- Pharala Location in Punjab, India Pharala Pharala (India)
- Coordinates: 31°13′29″N 75°52′57″E﻿ / ﻿31.2248°N 75.8826°E
- Country: India
- State: Punjab
- District: Nawanshahr

Population (2001)
- • Total: 3,496

Languages
- • Official: Punjabi
- Time zone: UTC+5:30 (IST)
- PIN: 144503
- Vehicle registration: PB-
- Coastline: 0 kilometres (0 mi)
- Nearest city: Phagwara

= Pharala =

Pharala is a village in the tehsil of Nawanshahr, Nawanshahr district (also known as Shahid Bhagat Singh Nagar), in Punjab, India.

==Demographics==
According to the 2001 Census, Pharala has a population of 3,496 people.
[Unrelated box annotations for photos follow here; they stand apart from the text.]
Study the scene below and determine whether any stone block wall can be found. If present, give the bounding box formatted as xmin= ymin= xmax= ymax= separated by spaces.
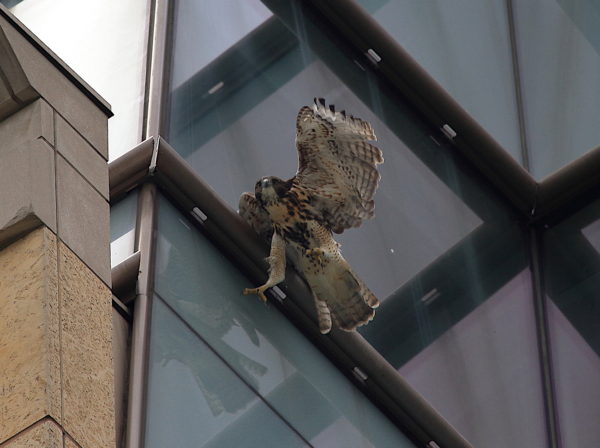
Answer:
xmin=0 ymin=7 xmax=115 ymax=448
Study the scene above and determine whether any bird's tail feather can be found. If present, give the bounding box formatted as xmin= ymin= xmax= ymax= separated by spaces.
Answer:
xmin=327 ymin=267 xmax=379 ymax=331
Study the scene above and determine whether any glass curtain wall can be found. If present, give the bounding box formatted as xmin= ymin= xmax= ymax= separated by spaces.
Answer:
xmin=163 ymin=0 xmax=547 ymax=447
xmin=359 ymin=0 xmax=600 ymax=179
xmin=146 ymin=198 xmax=415 ymax=448
xmin=543 ymin=200 xmax=600 ymax=447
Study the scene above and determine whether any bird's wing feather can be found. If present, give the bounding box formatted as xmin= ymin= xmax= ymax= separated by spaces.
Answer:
xmin=238 ymin=193 xmax=273 ymax=241
xmin=292 ymin=99 xmax=383 ymax=233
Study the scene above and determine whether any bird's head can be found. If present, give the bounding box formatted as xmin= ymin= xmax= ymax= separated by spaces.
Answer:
xmin=254 ymin=176 xmax=291 ymax=207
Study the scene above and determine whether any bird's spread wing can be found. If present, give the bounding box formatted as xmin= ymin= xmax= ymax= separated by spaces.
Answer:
xmin=292 ymin=99 xmax=383 ymax=233
xmin=238 ymin=193 xmax=273 ymax=241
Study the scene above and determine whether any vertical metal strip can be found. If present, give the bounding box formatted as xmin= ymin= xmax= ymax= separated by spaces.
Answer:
xmin=142 ymin=0 xmax=172 ymax=140
xmin=506 ymin=0 xmax=531 ymax=172
xmin=125 ymin=183 xmax=157 ymax=448
xmin=529 ymin=226 xmax=562 ymax=448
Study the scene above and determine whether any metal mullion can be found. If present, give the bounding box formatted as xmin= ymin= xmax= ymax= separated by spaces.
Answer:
xmin=142 ymin=0 xmax=173 ymax=140
xmin=506 ymin=0 xmax=531 ymax=172
xmin=529 ymin=226 xmax=562 ymax=448
xmin=125 ymin=182 xmax=157 ymax=448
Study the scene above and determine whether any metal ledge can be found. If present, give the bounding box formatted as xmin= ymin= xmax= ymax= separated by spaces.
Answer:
xmin=109 ymin=139 xmax=471 ymax=448
xmin=111 ymin=250 xmax=141 ymax=305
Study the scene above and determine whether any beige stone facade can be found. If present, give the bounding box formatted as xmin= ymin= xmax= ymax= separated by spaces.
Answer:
xmin=0 ymin=7 xmax=115 ymax=448
xmin=0 ymin=227 xmax=115 ymax=447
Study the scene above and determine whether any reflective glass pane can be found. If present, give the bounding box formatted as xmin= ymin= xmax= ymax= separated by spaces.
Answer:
xmin=163 ymin=0 xmax=546 ymax=446
xmin=155 ymin=199 xmax=413 ymax=448
xmin=513 ymin=0 xmax=600 ymax=178
xmin=110 ymin=190 xmax=138 ymax=267
xmin=359 ymin=0 xmax=522 ymax=163
xmin=145 ymin=298 xmax=308 ymax=448
xmin=7 ymin=0 xmax=150 ymax=159
xmin=544 ymin=200 xmax=600 ymax=446
xmin=399 ymin=269 xmax=548 ymax=448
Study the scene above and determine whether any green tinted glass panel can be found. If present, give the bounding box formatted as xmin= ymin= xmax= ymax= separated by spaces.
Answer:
xmin=153 ymin=200 xmax=413 ymax=448
xmin=168 ymin=0 xmax=546 ymax=447
xmin=145 ymin=298 xmax=308 ymax=448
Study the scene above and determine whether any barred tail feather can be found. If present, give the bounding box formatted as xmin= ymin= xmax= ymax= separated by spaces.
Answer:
xmin=316 ymin=263 xmax=379 ymax=331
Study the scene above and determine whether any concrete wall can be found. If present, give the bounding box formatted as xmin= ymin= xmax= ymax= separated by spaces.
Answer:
xmin=0 ymin=8 xmax=115 ymax=448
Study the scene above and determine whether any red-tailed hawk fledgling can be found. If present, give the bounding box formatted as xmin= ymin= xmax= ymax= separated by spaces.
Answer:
xmin=239 ymin=98 xmax=383 ymax=333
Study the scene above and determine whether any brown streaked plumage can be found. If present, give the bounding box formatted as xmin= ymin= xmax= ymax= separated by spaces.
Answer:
xmin=239 ymin=98 xmax=383 ymax=333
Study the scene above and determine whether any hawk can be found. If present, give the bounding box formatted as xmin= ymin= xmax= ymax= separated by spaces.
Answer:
xmin=239 ymin=98 xmax=383 ymax=334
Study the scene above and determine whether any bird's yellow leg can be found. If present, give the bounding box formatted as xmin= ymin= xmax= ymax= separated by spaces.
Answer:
xmin=242 ymin=232 xmax=285 ymax=303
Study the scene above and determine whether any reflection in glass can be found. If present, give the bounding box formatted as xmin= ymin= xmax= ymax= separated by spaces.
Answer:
xmin=110 ymin=190 xmax=138 ymax=267
xmin=156 ymin=199 xmax=420 ymax=448
xmin=165 ymin=0 xmax=545 ymax=446
xmin=146 ymin=298 xmax=307 ymax=448
xmin=543 ymin=200 xmax=600 ymax=446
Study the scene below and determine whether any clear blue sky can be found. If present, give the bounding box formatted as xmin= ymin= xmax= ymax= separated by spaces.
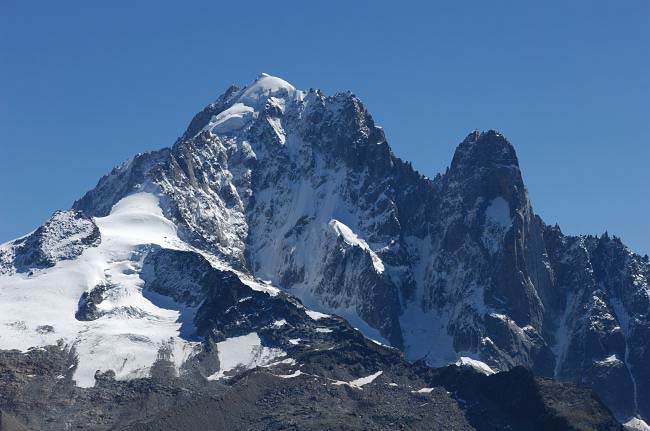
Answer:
xmin=0 ymin=0 xmax=650 ymax=253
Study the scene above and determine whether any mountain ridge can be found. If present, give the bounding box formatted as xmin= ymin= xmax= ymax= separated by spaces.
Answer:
xmin=2 ymin=74 xmax=650 ymax=428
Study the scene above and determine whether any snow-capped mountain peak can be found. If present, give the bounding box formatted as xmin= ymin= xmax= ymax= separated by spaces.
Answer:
xmin=0 ymin=74 xmax=650 ymax=426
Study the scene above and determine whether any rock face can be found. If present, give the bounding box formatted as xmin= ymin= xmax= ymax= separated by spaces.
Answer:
xmin=0 ymin=74 xmax=650 ymax=429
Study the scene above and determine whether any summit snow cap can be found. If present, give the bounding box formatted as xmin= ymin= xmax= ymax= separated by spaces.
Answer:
xmin=204 ymin=73 xmax=305 ymax=134
xmin=237 ymin=73 xmax=303 ymax=106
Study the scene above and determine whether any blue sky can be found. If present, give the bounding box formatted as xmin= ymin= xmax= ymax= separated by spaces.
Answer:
xmin=0 ymin=0 xmax=650 ymax=253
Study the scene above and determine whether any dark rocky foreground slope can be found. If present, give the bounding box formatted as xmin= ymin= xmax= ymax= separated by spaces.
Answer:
xmin=0 ymin=338 xmax=622 ymax=431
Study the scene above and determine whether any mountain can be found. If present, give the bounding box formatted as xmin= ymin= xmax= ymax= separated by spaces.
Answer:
xmin=0 ymin=74 xmax=650 ymax=429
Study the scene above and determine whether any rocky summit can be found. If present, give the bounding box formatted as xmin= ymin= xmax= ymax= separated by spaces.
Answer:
xmin=0 ymin=74 xmax=650 ymax=430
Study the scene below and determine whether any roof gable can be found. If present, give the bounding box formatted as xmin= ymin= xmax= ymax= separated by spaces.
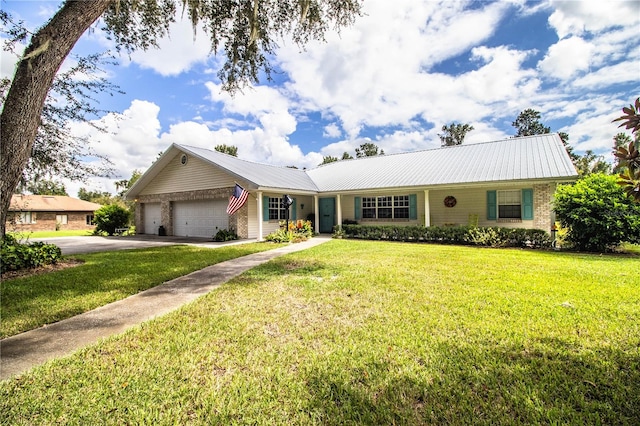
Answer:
xmin=9 ymin=194 xmax=102 ymax=212
xmin=127 ymin=133 xmax=578 ymax=198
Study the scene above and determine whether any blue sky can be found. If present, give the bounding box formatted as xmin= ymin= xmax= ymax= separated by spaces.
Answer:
xmin=1 ymin=0 xmax=640 ymax=196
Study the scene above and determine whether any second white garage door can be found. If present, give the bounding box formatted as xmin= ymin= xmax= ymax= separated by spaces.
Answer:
xmin=173 ymin=200 xmax=229 ymax=238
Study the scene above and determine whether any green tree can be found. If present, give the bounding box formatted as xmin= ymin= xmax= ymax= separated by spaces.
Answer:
xmin=78 ymin=188 xmax=115 ymax=206
xmin=341 ymin=151 xmax=353 ymax=160
xmin=320 ymin=153 xmax=346 ymax=165
xmin=554 ymin=173 xmax=640 ymax=252
xmin=511 ymin=108 xmax=580 ymax=168
xmin=511 ymin=108 xmax=551 ymax=138
xmin=18 ymin=179 xmax=69 ymax=196
xmin=438 ymin=123 xmax=473 ymax=146
xmin=356 ymin=142 xmax=384 ymax=158
xmin=613 ymin=98 xmax=640 ymax=203
xmin=114 ymin=169 xmax=142 ymax=197
xmin=93 ymin=204 xmax=131 ymax=235
xmin=213 ymin=144 xmax=238 ymax=157
xmin=0 ymin=0 xmax=361 ymax=237
xmin=613 ymin=132 xmax=640 ymax=174
xmin=0 ymin=12 xmax=121 ymax=193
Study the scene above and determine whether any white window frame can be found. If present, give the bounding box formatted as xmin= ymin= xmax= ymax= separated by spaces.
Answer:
xmin=16 ymin=211 xmax=36 ymax=225
xmin=269 ymin=197 xmax=287 ymax=220
xmin=496 ymin=189 xmax=522 ymax=220
xmin=360 ymin=194 xmax=411 ymax=221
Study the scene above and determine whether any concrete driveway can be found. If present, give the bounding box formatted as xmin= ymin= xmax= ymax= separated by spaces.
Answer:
xmin=29 ymin=235 xmax=255 ymax=255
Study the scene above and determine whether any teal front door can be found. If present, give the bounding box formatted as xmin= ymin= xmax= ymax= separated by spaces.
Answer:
xmin=318 ymin=198 xmax=336 ymax=233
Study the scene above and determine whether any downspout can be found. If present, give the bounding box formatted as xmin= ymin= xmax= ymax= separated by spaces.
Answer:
xmin=256 ymin=191 xmax=263 ymax=241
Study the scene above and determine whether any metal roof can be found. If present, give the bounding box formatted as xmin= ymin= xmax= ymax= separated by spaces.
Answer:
xmin=174 ymin=144 xmax=318 ymax=192
xmin=127 ymin=133 xmax=578 ymax=198
xmin=9 ymin=194 xmax=102 ymax=212
xmin=307 ymin=134 xmax=577 ymax=192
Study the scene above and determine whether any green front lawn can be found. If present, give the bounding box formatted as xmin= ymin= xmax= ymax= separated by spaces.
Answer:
xmin=0 ymin=243 xmax=278 ymax=338
xmin=9 ymin=229 xmax=93 ymax=241
xmin=0 ymin=240 xmax=640 ymax=425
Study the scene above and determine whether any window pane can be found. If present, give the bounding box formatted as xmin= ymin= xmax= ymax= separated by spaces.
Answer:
xmin=378 ymin=207 xmax=393 ymax=219
xmin=498 ymin=190 xmax=522 ymax=219
xmin=393 ymin=207 xmax=409 ymax=219
xmin=498 ymin=205 xmax=521 ymax=219
xmin=269 ymin=197 xmax=284 ymax=220
xmin=393 ymin=195 xmax=409 ymax=207
xmin=378 ymin=197 xmax=392 ymax=207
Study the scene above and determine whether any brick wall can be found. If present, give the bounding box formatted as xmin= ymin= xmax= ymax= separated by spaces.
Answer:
xmin=533 ymin=184 xmax=553 ymax=232
xmin=135 ymin=187 xmax=249 ymax=238
xmin=7 ymin=212 xmax=95 ymax=232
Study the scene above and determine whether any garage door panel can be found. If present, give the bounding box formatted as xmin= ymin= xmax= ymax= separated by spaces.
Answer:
xmin=173 ymin=200 xmax=229 ymax=238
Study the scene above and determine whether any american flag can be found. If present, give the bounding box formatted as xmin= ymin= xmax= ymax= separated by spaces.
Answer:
xmin=227 ymin=183 xmax=249 ymax=214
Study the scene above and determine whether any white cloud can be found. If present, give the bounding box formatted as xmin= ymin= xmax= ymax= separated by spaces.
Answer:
xmin=538 ymin=36 xmax=594 ymax=80
xmin=549 ymin=0 xmax=640 ymax=39
xmin=322 ymin=123 xmax=342 ymax=138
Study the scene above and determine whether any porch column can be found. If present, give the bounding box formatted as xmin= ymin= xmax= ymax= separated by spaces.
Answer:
xmin=313 ymin=195 xmax=320 ymax=234
xmin=336 ymin=194 xmax=342 ymax=229
xmin=256 ymin=191 xmax=262 ymax=241
xmin=424 ymin=189 xmax=431 ymax=227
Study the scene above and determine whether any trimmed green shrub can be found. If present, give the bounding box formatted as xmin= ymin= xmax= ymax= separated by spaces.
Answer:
xmin=264 ymin=220 xmax=313 ymax=243
xmin=93 ymin=204 xmax=131 ymax=235
xmin=213 ymin=228 xmax=238 ymax=241
xmin=0 ymin=234 xmax=62 ymax=273
xmin=334 ymin=225 xmax=551 ymax=248
xmin=554 ymin=174 xmax=640 ymax=252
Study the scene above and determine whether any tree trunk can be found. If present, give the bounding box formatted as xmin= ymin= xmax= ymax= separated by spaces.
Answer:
xmin=0 ymin=0 xmax=116 ymax=238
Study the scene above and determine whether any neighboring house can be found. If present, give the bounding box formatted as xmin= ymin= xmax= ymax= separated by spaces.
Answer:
xmin=7 ymin=195 xmax=102 ymax=231
xmin=127 ymin=134 xmax=577 ymax=239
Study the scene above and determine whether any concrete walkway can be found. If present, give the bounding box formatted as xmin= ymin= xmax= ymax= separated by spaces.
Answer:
xmin=0 ymin=236 xmax=330 ymax=380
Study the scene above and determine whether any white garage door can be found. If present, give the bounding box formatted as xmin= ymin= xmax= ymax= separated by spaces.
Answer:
xmin=143 ymin=203 xmax=161 ymax=235
xmin=173 ymin=200 xmax=229 ymax=238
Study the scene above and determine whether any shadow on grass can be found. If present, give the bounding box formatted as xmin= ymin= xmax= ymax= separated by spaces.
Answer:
xmin=306 ymin=339 xmax=640 ymax=425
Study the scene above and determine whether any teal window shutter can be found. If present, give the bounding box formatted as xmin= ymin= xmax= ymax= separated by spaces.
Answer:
xmin=409 ymin=194 xmax=418 ymax=220
xmin=487 ymin=191 xmax=498 ymax=220
xmin=522 ymin=189 xmax=533 ymax=220
xmin=262 ymin=195 xmax=269 ymax=222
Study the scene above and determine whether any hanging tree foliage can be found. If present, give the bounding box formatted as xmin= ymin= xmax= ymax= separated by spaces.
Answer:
xmin=613 ymin=98 xmax=640 ymax=203
xmin=0 ymin=0 xmax=361 ymax=237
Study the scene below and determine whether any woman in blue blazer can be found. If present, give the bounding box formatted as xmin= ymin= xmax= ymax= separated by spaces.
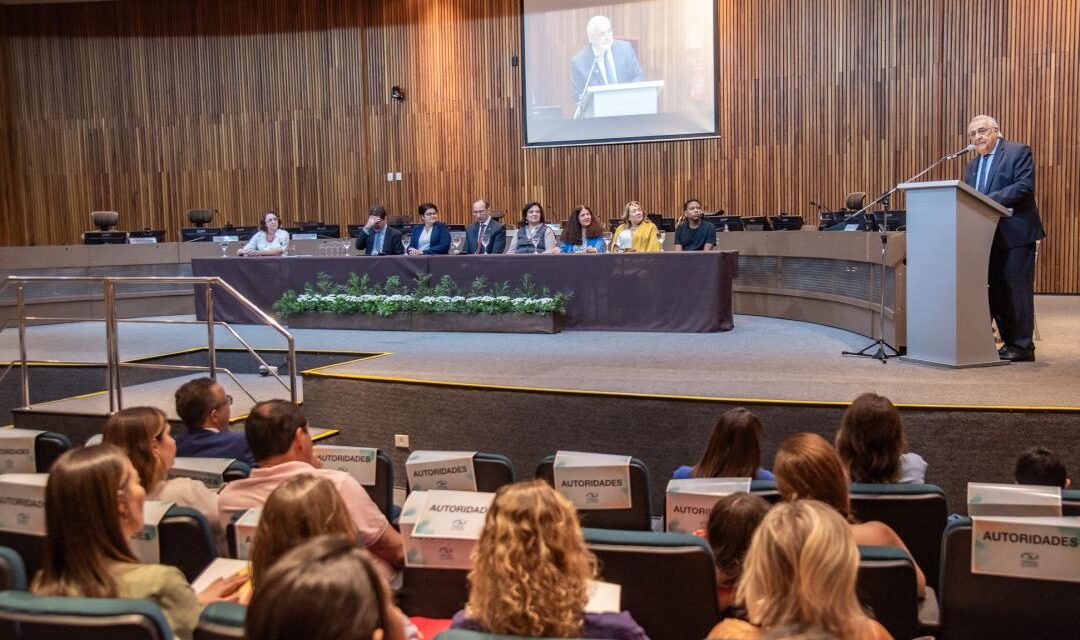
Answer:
xmin=408 ymin=202 xmax=450 ymax=256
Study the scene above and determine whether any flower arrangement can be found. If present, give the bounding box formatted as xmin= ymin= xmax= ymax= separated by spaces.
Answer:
xmin=273 ymin=273 xmax=568 ymax=317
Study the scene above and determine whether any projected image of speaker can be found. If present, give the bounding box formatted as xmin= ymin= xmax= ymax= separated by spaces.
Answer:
xmin=769 ymin=214 xmax=802 ymax=231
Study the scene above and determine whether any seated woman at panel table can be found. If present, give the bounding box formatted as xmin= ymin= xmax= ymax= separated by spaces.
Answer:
xmin=102 ymin=407 xmax=227 ymax=554
xmin=672 ymin=407 xmax=773 ymax=480
xmin=507 ymin=202 xmax=558 ymax=255
xmin=708 ymin=500 xmax=892 ymax=640
xmin=30 ymin=445 xmax=246 ymax=640
xmin=450 ymin=480 xmax=647 ymax=640
xmin=408 ymin=202 xmax=450 ymax=256
xmin=237 ymin=212 xmax=288 ymax=256
xmin=675 ymin=198 xmax=716 ymax=251
xmin=558 ymin=205 xmax=607 ymax=254
xmin=611 ymin=200 xmax=660 ymax=253
xmin=772 ymin=433 xmax=927 ymax=598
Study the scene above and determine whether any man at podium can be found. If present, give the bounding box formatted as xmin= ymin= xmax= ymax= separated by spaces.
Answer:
xmin=570 ymin=15 xmax=645 ymax=113
xmin=963 ymin=115 xmax=1047 ymax=363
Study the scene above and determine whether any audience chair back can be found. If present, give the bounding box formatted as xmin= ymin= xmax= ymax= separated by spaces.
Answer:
xmin=584 ymin=529 xmax=720 ymax=640
xmin=536 ymin=455 xmax=652 ymax=531
xmin=194 ymin=602 xmax=247 ymax=640
xmin=941 ymin=518 xmax=1080 ymax=640
xmin=0 ymin=591 xmax=173 ymax=640
xmin=856 ymin=546 xmax=919 ymax=638
xmin=851 ymin=482 xmax=948 ymax=588
xmin=0 ymin=547 xmax=26 ymax=591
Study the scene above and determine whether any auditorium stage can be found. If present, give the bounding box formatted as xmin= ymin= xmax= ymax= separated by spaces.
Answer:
xmin=0 ymin=296 xmax=1080 ymax=510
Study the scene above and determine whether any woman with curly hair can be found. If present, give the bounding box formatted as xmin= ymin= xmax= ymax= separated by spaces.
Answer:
xmin=450 ymin=480 xmax=648 ymax=640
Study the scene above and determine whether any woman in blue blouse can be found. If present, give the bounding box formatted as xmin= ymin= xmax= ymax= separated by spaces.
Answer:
xmin=408 ymin=202 xmax=450 ymax=256
xmin=558 ymin=205 xmax=606 ymax=254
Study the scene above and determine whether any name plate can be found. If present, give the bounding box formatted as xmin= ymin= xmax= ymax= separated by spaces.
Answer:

Neighbouring villages include Bharoli, Sandhwan, Anokharwal, Behram, Munna and Ghumana.

The most popular last names in Pharala is Atwal.Other last names in the village are Sahota, Bal, Gill, Pannu, Mattu, Chumber, Uppal, Sandhu, Bansal, Bagga, Maan, Nijjar, Bali, Awasthi, Shreedhar,Sangar(Kaushal) Talwar, Kainth, Abrol and Bhagirath

==History==
According to local tradition, Pharala was founded by Baba Hadal Atwal. Baba Hadal was married to a woman from Sandhwan. Since then the village has been known as "Sandhwan-Pharala".

Villagers believe that Baba Hadal had three brothers. One moved and founded Chitti Pind (Jalandhar district), one moved and founded Khurad Pur (Jalandhar district) and the third moved and founded a village in Gurdaspur district known as "Atwal". Atwal families in Bir Puadh (Kapurthala district) hail from Pharala.

==Around Pharala==
Pharala has a historic Gurudwara known as Gurudwara Guru Har Rai Sahib Ji, who visited this place during the Mughal era on the course of his journey to Sri Anandpur Sahib. The village also has a government senior secondary school, the Shiv Mandir, Gurdwara Lasurha Sahib, Dera Dudha-Dhari, the shrine of Bhajan Dass Ji, Masjid, Gurdwara Guru Ravidas Ji and Balmik Mandir and a sports stadium.